The W-crisis may also trigger some fundamental shifts in the global manufacturing scene. Here, the lessons yet to be fully comprehended could exponentially accelerate the following trends:
a) de-globalisation and, as a result, localisation of manufacturing because the model of China as the dominant global factory and biggest single exporter of literally everything to the rest of the world will no longer be politically viable. The world economic paradigm may dramatically change, contrary to the traditional dogmas of (least) cost/benefit and ultimate profitability as the most important drivers of global production and investment patterns. Import substitution may become a really big name of the new industrial game.
b) sweeping digitalization and robotization of all possible manufacturing and production processes;
c) new remote (cloud- and web-based) technologies and business instruments for developing and doing business.
Post W-crisis reality, with some lessons already being learned, may very well call for the re-think of dominant models of wealth distribution and social protection. A new balance would have to be found: under-paid critical professions (doctors, teachers, transportation, staples distribution systems, web quality content creation, cyber security, etc.) versus over-paid non-critical occupations (guess yourselves which are those). It’s not me who’s drawing this cynical “versus” juxtaposition but the W-reality itself.

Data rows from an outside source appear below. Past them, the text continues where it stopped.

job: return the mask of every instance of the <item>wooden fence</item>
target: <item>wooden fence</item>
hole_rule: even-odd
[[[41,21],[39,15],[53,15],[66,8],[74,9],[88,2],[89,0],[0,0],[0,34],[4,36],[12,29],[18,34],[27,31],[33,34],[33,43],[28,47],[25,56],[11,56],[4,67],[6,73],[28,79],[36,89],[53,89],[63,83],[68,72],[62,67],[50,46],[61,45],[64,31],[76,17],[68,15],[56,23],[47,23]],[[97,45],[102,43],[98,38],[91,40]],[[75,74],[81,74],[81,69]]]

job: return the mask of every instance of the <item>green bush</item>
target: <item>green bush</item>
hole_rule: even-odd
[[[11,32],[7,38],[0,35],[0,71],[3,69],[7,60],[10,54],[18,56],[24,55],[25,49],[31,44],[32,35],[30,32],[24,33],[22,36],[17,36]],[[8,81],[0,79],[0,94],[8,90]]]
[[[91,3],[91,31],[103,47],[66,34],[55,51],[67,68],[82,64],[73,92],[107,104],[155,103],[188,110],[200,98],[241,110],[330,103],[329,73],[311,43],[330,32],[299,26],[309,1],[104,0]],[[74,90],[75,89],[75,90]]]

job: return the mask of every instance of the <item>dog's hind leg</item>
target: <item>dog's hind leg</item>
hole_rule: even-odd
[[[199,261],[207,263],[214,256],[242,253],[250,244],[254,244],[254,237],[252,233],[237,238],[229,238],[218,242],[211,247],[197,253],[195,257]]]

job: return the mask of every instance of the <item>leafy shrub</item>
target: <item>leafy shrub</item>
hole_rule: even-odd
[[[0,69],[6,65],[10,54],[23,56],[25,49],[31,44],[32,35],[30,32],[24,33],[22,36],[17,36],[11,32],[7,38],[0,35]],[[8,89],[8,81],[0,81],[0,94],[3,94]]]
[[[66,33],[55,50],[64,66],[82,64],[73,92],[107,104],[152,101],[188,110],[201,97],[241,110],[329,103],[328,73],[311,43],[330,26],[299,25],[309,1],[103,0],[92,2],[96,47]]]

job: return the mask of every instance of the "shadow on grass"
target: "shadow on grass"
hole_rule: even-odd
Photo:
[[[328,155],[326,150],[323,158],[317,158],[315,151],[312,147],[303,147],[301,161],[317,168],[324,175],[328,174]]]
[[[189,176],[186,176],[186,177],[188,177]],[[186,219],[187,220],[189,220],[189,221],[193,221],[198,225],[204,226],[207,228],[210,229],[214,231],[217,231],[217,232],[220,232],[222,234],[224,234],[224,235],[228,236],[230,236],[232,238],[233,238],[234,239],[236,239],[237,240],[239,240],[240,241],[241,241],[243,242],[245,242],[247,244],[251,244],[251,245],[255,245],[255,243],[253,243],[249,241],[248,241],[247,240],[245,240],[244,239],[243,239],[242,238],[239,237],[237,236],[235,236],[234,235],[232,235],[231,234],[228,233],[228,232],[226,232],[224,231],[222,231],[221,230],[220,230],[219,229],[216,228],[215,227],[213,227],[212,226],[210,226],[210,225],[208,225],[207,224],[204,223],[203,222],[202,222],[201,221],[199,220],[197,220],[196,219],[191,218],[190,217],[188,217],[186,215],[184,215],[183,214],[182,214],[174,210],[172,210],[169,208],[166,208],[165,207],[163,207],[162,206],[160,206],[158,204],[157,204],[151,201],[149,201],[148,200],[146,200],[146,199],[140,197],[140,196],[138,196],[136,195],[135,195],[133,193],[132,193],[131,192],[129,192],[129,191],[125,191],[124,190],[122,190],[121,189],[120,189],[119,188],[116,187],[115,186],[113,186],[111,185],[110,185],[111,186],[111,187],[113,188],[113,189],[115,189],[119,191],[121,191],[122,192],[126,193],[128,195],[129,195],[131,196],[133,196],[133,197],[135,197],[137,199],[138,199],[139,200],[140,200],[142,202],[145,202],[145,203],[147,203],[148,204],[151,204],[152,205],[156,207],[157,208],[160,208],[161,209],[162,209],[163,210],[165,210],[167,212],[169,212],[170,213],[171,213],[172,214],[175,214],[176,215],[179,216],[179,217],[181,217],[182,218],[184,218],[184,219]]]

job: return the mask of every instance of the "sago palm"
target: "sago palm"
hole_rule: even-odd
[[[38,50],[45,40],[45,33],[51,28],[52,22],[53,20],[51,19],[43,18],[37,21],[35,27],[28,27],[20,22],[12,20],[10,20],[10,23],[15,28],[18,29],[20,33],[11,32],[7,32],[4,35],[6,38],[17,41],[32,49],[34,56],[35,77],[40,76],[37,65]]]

Undoubtedly, the corporate world will have also to dramatically review a lot of principles and existing corporate foundations, including, first of all, governance and remuneration patterns. It is hard to imagine in the post-W world multi-million remuneration packages and golden parachutes for executives and board members in sectors where created value, if any at all, brings nothing essential for the betterment, safety and fulfilment of human life.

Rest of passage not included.